El silencio volvió a reinar en la pequeña casa mientras las sombras se disiparon como partículas durante la noche, dejando a Husir como otro peón sacrificado en un juego del que nunca había sido más que una pieza prescindible.
A la mañana siguiente, las noticias del accidente de Husir corrieron por la ciudad. La mayoría lo tomó como otra desgracia común en un mundo que no perdonaba la debilidad. Pero algunos, aquellos más cercanos al submundo del poder, entendieron el mensaje. Tobias había movido una vez más sus piezas, y nadie, ni siquiera sus aliados estaban a salvo si traicionaban su confianza.

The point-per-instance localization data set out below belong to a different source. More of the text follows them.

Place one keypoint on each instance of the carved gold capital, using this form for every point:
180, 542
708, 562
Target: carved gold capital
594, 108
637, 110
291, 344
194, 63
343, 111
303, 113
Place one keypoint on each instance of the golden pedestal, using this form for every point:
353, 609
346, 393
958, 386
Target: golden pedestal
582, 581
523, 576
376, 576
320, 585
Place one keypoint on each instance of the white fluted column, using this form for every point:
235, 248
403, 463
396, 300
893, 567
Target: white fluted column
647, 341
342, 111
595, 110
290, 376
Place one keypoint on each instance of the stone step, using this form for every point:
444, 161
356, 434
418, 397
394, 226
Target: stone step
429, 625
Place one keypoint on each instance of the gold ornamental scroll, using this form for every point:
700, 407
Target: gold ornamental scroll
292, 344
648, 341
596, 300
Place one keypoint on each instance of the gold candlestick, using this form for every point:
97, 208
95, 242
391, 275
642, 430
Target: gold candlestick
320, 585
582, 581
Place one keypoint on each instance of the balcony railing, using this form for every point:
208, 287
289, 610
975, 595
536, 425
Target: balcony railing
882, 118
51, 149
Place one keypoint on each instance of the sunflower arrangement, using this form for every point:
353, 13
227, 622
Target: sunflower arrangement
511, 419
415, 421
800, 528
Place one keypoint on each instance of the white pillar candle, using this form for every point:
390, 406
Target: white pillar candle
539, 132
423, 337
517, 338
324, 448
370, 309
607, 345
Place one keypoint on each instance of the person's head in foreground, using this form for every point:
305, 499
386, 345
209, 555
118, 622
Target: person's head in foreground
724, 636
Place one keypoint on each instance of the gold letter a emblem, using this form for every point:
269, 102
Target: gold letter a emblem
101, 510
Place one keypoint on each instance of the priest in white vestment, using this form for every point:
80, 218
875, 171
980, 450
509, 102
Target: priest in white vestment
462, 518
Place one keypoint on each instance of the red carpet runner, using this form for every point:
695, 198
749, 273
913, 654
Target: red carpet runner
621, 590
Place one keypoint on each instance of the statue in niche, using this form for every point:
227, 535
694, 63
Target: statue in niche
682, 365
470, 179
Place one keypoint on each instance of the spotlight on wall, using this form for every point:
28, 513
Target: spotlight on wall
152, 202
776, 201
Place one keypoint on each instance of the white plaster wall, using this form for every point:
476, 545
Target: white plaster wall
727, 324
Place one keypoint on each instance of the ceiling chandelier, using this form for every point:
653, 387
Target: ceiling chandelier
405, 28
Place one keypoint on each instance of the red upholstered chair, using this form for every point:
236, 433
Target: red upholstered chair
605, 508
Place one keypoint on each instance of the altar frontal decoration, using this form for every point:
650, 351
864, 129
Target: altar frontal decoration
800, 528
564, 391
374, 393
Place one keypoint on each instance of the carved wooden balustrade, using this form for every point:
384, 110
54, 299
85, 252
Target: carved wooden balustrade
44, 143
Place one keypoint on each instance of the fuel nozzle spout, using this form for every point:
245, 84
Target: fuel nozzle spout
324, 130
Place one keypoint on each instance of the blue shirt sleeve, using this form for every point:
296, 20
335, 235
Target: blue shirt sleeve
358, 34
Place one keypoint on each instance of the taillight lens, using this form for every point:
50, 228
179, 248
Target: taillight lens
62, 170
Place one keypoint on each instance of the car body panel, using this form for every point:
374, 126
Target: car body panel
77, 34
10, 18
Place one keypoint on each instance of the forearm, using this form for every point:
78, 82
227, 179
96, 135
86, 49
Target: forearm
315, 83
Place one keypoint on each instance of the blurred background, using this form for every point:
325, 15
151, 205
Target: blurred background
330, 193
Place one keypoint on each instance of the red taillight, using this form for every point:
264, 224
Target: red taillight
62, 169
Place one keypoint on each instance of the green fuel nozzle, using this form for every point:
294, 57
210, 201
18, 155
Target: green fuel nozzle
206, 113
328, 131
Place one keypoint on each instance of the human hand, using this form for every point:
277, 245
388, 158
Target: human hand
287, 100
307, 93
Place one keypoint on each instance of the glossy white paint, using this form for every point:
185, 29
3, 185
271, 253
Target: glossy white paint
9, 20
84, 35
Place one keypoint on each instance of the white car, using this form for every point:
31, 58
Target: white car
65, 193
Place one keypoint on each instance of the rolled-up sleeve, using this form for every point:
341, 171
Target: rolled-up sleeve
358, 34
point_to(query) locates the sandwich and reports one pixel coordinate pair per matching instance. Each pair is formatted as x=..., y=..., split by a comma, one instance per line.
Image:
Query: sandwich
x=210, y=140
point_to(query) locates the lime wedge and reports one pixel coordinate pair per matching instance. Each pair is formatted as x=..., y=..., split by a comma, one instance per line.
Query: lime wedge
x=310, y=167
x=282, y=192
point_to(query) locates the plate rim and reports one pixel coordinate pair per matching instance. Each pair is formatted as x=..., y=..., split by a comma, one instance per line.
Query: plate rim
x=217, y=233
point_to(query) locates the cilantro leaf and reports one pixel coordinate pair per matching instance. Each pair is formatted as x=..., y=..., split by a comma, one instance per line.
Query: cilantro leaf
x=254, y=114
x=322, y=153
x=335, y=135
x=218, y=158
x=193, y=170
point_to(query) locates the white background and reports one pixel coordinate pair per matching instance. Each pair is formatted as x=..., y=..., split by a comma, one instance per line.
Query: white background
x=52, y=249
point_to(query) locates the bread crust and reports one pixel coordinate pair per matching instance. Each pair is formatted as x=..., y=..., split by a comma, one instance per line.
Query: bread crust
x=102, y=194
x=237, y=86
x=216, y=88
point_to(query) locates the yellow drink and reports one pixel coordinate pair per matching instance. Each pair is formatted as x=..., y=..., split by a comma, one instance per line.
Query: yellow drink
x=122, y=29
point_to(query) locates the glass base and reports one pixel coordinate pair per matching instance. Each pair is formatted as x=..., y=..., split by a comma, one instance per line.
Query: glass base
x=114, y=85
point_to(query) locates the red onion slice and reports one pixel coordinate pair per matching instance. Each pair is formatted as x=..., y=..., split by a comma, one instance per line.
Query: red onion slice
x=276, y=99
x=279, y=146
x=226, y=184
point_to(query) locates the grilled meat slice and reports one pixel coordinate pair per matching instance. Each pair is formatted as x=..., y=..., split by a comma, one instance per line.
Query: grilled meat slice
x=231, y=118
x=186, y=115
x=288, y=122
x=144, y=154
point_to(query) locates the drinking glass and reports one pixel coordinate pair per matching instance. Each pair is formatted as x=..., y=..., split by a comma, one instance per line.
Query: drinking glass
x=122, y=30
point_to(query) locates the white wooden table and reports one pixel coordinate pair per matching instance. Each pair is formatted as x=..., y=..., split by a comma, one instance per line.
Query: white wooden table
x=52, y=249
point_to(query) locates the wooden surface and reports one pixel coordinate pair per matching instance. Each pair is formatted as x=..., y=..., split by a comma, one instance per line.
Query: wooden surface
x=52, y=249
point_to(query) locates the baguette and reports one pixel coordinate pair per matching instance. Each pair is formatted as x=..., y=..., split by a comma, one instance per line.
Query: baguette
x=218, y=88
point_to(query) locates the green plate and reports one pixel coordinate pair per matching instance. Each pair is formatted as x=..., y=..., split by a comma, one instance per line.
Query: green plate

Rorik regresó a la mansión temprano esa mañana, sus ropas aún húmedas por la lluvia que había cesado apenas hacía unas horas. Al entrar, encontró a Tobias en el mismo lugar donde lo había dejado la noche anterior, observando la ciudad desde la ventana, pero ahora con una copa de vino en la mano.
—Está hecho —enunció Rorik con su voz ronca, cruzando los brazos sobre su pecho.
Tobias asintió, sin apartar la mirada del horizonte. No había satisfacción en su rostro, ni orgullo por el trabajo bien hecho. Para él, eliminar a Husir no era una victoria, solo una necesidad. Un recordatorio para los demás de que en su mundo, el chantaje, la trampa y la corrupción eran las reglas del juego. Y aquellos que intentaban romperlas, sin excepción alguna pagaban el precio.
—¿Sospechas? —preguntó Tobias, sin importar que fuera de una forma o de otra.
—Ninguna. Lo verán como un accidente. No es el primero, ni será el último —Rorik se encogió de hombros.
Tobias, después de todo se giró, fijando sus ojos oscuros en su lugarteniente. Rorik, aunque leal, no era un hombre de muchas palabras. Era eficiente, brutal cuando era necesario, y sobre todo, fiable. Él valoraba ese rasgo fundamental por encima de todo, en un mundo donde cada lealtad tenía un precio.